ABCs, part of CDC's Emerging Infections Program, conducts ongoing, active, population-based surveillance for invasive pathogens, including MRSA, in selected areas of the United States. In 2005, the entire state of Connecticut and 23 counties in eight other states (California, Colorado, Georgia, Maryland, Minnesota, New York, Oregon, and Tennessee) monitored MRSA infections. A case was defined as a positive MRSA culture from normally sterile sites (e.g., blood, cerebrospinal fluid, joint fluid, or pleural fluid) occurring in a patient residing in the ABCs surveillance area. Surveillance staff collected demographic and clinical data from patient records and reported the data to CDC. All cases of invasive MRSA reported during 2005 were used to calculate incidence rates. Demographic and outcome data were analyzed from case reports obtained during July 2004-June 2006. The analysis was limited to cases occurring in patients with a history of peritoneal dialysis or hemodialysis during the preceding 12 months; recurrent cases were excluded. The number of dialysis patients was obtained for Connecticut and the 23 counties from the United States Renal Data System dialysis population count (as of December 31, 2004) for use as denominators; 2005 denominators were not yet available.[3]

Laboratories voluntarily submitted isolates from cases, and a subset of isolates was collected for microbiologic characterization at CDC. A total of 126 isolates were obtained from dialysis patients. Isolates were tested by pulsed-field gel electrophoresis (PFGE) and were grouped into types using Dice coefficients with 80% relatedness. Isolates with pulsed-field types USA300, USA400, USA1000, or USA1100 are obtained primarily from community infections and are considered to be of community origin; those with types USA100, USA200, and USA500 are predominantly from health-care-associated infections and are considered to be of health-care origin.[4]
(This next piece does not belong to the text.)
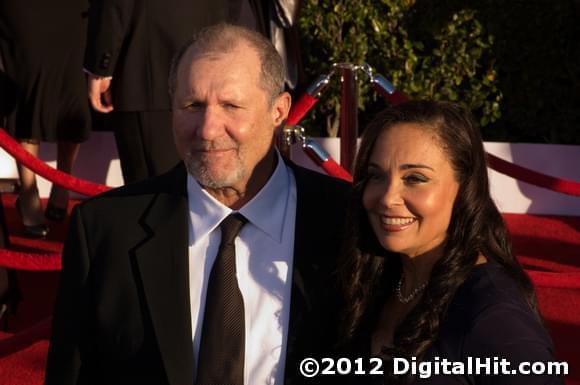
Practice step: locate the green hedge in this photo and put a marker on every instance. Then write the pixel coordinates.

Of the 5,287 cases of invasive MRSA reported from ABCs sites during 2005, a total of 813 (15.4%) occurred in dialysis patients. Overall incidence of invasive MRSA infection among dialysis patients was 45.2 cases per 1,000 dialysis population, indicating a 100-fold higher risk than for the general population ( Table 1 ). The rate varied by ABCs site, from 27.2 in California to 92.0 in Maryland. During July 2004-June 2006, approximately 70% of invasive MRSA infections among dialysis patients occurred in persons aged >50 years. Males and blacks accounted for 57% and 56%, respectively, of the total population of dialysis patients with these infections. The majority (86%) of the infections were bloodstream infections, identified via positive blood culture. Approximately 85% of dialysis patients had an invasive device or catheter in place at the time of infection, and approximately 90% required hospitalization. The in-hospital mortality rate for MRSA-related hospitalization was 17%.

Of the 126 MRSA isolates obtained from dialysis patients, 80% of the strains were of health-care origin, with USA100 representing 92% of the health-care strains and 74% of all isolates obtained. Community strains accounted for approximately 14% of the strains detected in dialysis patients, with USA300 accounting for 89% of the community strains and nearly 13% of all dialysis isolates. Six percent of the isolates either did not match existing USA strains within 80% or were classified as other non-USA strains. Antibiotic susceptibility results were reported for 113 MRSA isolates from dialysis patients. None of the isolates were resistant to vancomycin, daptomycin, or linezolid.